The health care act passed by Congress and signed by President Obama is titled the “Patient Protection & Affordable Care Act”. Disappointingly, this title is misleading, as it penalizes residents in states like New Jersey that enacted health care laws decades before the federal government, and which already protect patients and ensure access to healthcare.

As a result of these protections, New Jersey is ahead of most states in already applying requirements that are mirrored in the new Federal health care reform law.

Our state law has required guaranteed availability of coverage to every small employer and individual, guaranteed renewability, provides a modified community rating and sets a minimum medical loss ratio of 80% in the individual and small employer markets.

You would think that would put us at an advantage. However, to state residents paying premiums under New Jersey individual contracts, it promises to be a big financial disadvantage.

The federal law set aside $5 billion for high-risk individuals who do not have insurance. Under the law, the funds must be used for people with pre-existing conditions who have been without adequate coverage for six months. The funds must be used to pay for the difference between their actual claims and a standard premium.

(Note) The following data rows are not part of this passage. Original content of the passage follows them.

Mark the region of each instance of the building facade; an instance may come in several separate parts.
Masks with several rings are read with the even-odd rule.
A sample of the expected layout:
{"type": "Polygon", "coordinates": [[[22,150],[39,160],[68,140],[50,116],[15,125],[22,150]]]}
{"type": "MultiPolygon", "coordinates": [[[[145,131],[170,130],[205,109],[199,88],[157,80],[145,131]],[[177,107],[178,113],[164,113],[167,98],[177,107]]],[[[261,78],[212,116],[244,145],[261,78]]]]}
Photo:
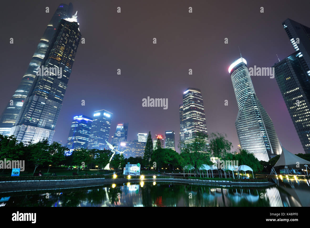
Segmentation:
{"type": "Polygon", "coordinates": [[[19,142],[51,143],[81,39],[76,14],[62,19],[10,135],[19,142]],[[47,54],[48,53],[48,55],[47,54]]]}
{"type": "Polygon", "coordinates": [[[239,109],[235,125],[240,146],[259,160],[268,161],[281,149],[271,119],[256,96],[246,61],[237,59],[228,71],[239,109]]]}
{"type": "Polygon", "coordinates": [[[128,134],[128,123],[124,124],[121,123],[118,124],[116,126],[116,131],[114,133],[114,135],[112,141],[112,145],[115,147],[115,148],[118,149],[119,143],[121,142],[127,141],[127,135],[128,134]]]}
{"type": "Polygon", "coordinates": [[[73,117],[67,141],[67,146],[69,149],[87,148],[92,121],[92,118],[84,115],[73,117]]]}
{"type": "Polygon", "coordinates": [[[73,8],[71,3],[69,5],[61,4],[54,13],[40,40],[21,81],[0,117],[0,134],[5,135],[10,135],[11,129],[14,126],[24,101],[37,76],[37,70],[36,69],[41,67],[46,55],[48,55],[49,54],[47,53],[48,48],[56,32],[59,21],[62,19],[71,17],[73,8]]]}
{"type": "Polygon", "coordinates": [[[180,106],[179,110],[181,148],[199,140],[206,145],[202,150],[206,151],[209,141],[203,99],[200,90],[188,88],[183,94],[183,104],[180,106]]]}
{"type": "Polygon", "coordinates": [[[148,138],[148,134],[146,133],[138,133],[138,141],[146,142],[146,139],[148,138]]]}
{"type": "Polygon", "coordinates": [[[165,132],[165,148],[175,150],[175,134],[173,131],[165,132]]]}
{"type": "Polygon", "coordinates": [[[113,115],[104,109],[95,112],[89,135],[89,149],[109,149],[105,140],[108,142],[113,115]]]}
{"type": "Polygon", "coordinates": [[[138,140],[127,142],[121,142],[120,143],[119,150],[122,152],[125,150],[123,154],[124,158],[128,158],[130,157],[143,157],[146,143],[139,142],[138,140]]]}

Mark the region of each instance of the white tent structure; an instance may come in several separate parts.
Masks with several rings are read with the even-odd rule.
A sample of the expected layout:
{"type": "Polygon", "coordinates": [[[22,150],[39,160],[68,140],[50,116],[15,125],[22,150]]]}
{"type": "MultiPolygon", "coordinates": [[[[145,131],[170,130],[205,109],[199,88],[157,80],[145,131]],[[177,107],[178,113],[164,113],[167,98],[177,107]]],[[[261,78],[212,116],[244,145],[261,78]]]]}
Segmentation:
{"type": "Polygon", "coordinates": [[[195,168],[194,168],[194,166],[193,166],[192,165],[186,165],[184,167],[183,167],[183,172],[184,174],[184,177],[185,176],[185,169],[189,171],[190,172],[191,170],[193,170],[193,169],[195,169],[195,168]]]}
{"type": "MultiPolygon", "coordinates": [[[[208,165],[206,164],[203,164],[199,168],[199,173],[200,174],[200,177],[201,177],[201,174],[200,173],[200,170],[205,170],[207,171],[207,176],[208,177],[209,177],[209,174],[208,173],[208,170],[211,170],[211,168],[208,165]]],[[[210,173],[210,176],[211,177],[211,174],[210,173]]],[[[203,177],[203,172],[202,172],[202,177],[203,177]]]]}
{"type": "Polygon", "coordinates": [[[252,171],[252,174],[253,175],[253,178],[254,179],[254,174],[253,173],[253,170],[252,169],[252,168],[250,166],[248,166],[246,165],[241,165],[239,166],[239,167],[238,167],[238,169],[237,169],[237,171],[238,172],[238,173],[239,173],[239,171],[243,171],[244,172],[244,173],[245,174],[246,174],[246,171],[248,170],[252,171]]]}
{"type": "Polygon", "coordinates": [[[307,175],[308,175],[308,169],[307,167],[308,167],[308,165],[310,165],[310,161],[303,159],[301,158],[296,156],[294,154],[292,154],[283,147],[282,147],[282,152],[281,155],[280,156],[280,158],[272,169],[270,174],[272,173],[277,174],[274,169],[275,167],[284,165],[284,174],[285,174],[286,171],[287,172],[288,174],[290,173],[289,170],[289,167],[292,168],[292,169],[294,168],[295,169],[302,169],[301,168],[300,169],[297,169],[296,168],[299,168],[304,166],[306,167],[306,169],[307,170],[307,175]],[[297,166],[297,165],[299,165],[299,166],[297,166]]]}

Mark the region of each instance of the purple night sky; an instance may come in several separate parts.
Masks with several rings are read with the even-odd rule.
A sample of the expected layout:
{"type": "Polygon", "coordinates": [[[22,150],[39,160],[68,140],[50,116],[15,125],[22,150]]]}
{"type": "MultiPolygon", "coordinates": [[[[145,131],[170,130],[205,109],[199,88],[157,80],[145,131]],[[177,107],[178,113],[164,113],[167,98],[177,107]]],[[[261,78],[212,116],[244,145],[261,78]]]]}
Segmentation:
{"type": "MultiPolygon", "coordinates": [[[[0,112],[17,89],[55,10],[68,1],[2,3],[0,112]]],[[[271,67],[276,54],[282,59],[294,52],[282,22],[288,18],[310,26],[308,0],[71,2],[85,43],[79,46],[53,138],[65,144],[73,116],[92,117],[102,109],[113,113],[110,137],[117,124],[128,122],[128,140],[137,139],[138,132],[151,131],[154,137],[174,130],[177,144],[179,105],[191,87],[201,90],[209,134],[226,133],[234,151],[239,144],[238,109],[228,68],[240,58],[238,46],[248,67],[271,67]],[[168,109],[142,107],[148,96],[168,98],[168,109]]],[[[304,153],[275,79],[252,79],[283,146],[304,153]]]]}

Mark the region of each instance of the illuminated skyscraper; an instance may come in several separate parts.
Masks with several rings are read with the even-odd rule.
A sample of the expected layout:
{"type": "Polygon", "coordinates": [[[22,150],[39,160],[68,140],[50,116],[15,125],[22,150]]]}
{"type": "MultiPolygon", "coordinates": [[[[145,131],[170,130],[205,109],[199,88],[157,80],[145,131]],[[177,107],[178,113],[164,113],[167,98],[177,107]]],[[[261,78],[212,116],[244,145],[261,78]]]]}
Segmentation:
{"type": "Polygon", "coordinates": [[[138,140],[139,142],[146,142],[146,139],[148,138],[148,134],[146,133],[138,133],[138,140]]]}
{"type": "Polygon", "coordinates": [[[69,149],[87,148],[93,119],[84,115],[73,117],[67,146],[69,149]]]}
{"type": "Polygon", "coordinates": [[[275,77],[303,150],[310,153],[310,28],[290,19],[282,25],[295,51],[275,64],[275,77]]]}
{"type": "Polygon", "coordinates": [[[113,113],[104,109],[96,111],[91,123],[88,149],[110,149],[105,140],[108,142],[113,113]]]}
{"type": "Polygon", "coordinates": [[[239,109],[235,125],[240,146],[268,161],[281,153],[281,147],[271,119],[256,96],[246,61],[237,59],[228,72],[239,109]]]}
{"type": "MultiPolygon", "coordinates": [[[[61,19],[71,17],[73,7],[72,3],[69,5],[60,4],[57,8],[43,33],[32,56],[21,81],[0,117],[0,134],[10,134],[11,128],[15,123],[24,101],[28,95],[34,78],[37,76],[36,69],[40,67],[43,59],[49,54],[47,52],[51,41],[56,32],[61,19]]],[[[49,50],[49,51],[50,51],[49,50]]]]}
{"type": "Polygon", "coordinates": [[[175,135],[173,131],[165,132],[165,148],[175,150],[175,135]]]}
{"type": "Polygon", "coordinates": [[[81,39],[76,13],[62,19],[10,134],[19,142],[51,143],[81,39]]]}
{"type": "Polygon", "coordinates": [[[114,133],[112,144],[115,147],[116,149],[118,149],[120,142],[127,141],[128,134],[128,123],[121,123],[116,126],[116,131],[114,133]]]}
{"type": "Polygon", "coordinates": [[[203,100],[200,90],[188,89],[183,94],[183,104],[180,106],[179,110],[181,147],[194,142],[200,135],[201,143],[206,145],[206,148],[203,149],[205,152],[209,141],[203,100]]]}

The economics of health insurance are not that mysterious. Premiums for people with lower claims subsidize premiums for those with higher claims. New Jersey law requires insurers to accept all comers regardless of health status, so there are a lot of people with relatively higher claims, and our premiums are high here for everyone. Many other states let insurance companies medically underwrite, meaning they can and do reject sick people. Premium rates are lower in those states, but there are many who can’t buy insurance.

So states that have enjoyed a less expensive healthcare market by keeping sick people out can now keep their expenses down and cover their uninsured under this new program. For people already paying higher premiums into the individual market in guaranteed-issue states like New Jersey, none of the money is available to lower their costs. That’s not fair.

The individual health coverage market in New Jersey has operated like a high-risk pool, with the claims for those high risks paid for through the premiums of other participants. The federal high-risk funds should be made available to reduce those premiums, so New Jersey residents buying insurance enjoy the same advantages as insurance purchasers in other states. Individual insurance buyers in New Jersey who are already covered need relief from high premiums.

We also have to make the program work for those who have gone without insurance because of the high prices. Guaranteed availability without affordability is an empty promise.

Since the new federal funds must be used for people with pre-existing conditions who have been without creditable or adequate coverage for six months, and the funds must be used to pay for the difference between people’s actual claims and a standard premium, we need the Federal government to agree to:

–Let us lower the bar on what is considered standard premium in New Jersey so that we are more in line with states that medically underwrite. Since the new federal funds will be used to pay for the difference between people’s actual claims and a standard premium, this will help us maximize funding.

–Let us define creditable coverage as narrowly as possible so the most people are eligible; and

–Let us define pre-existing condition as broadly as possible to reach more News Jersey residents.

We hope Washington listens.

Tom Considine is the New Jersey Commissioner of Banking & Insurance.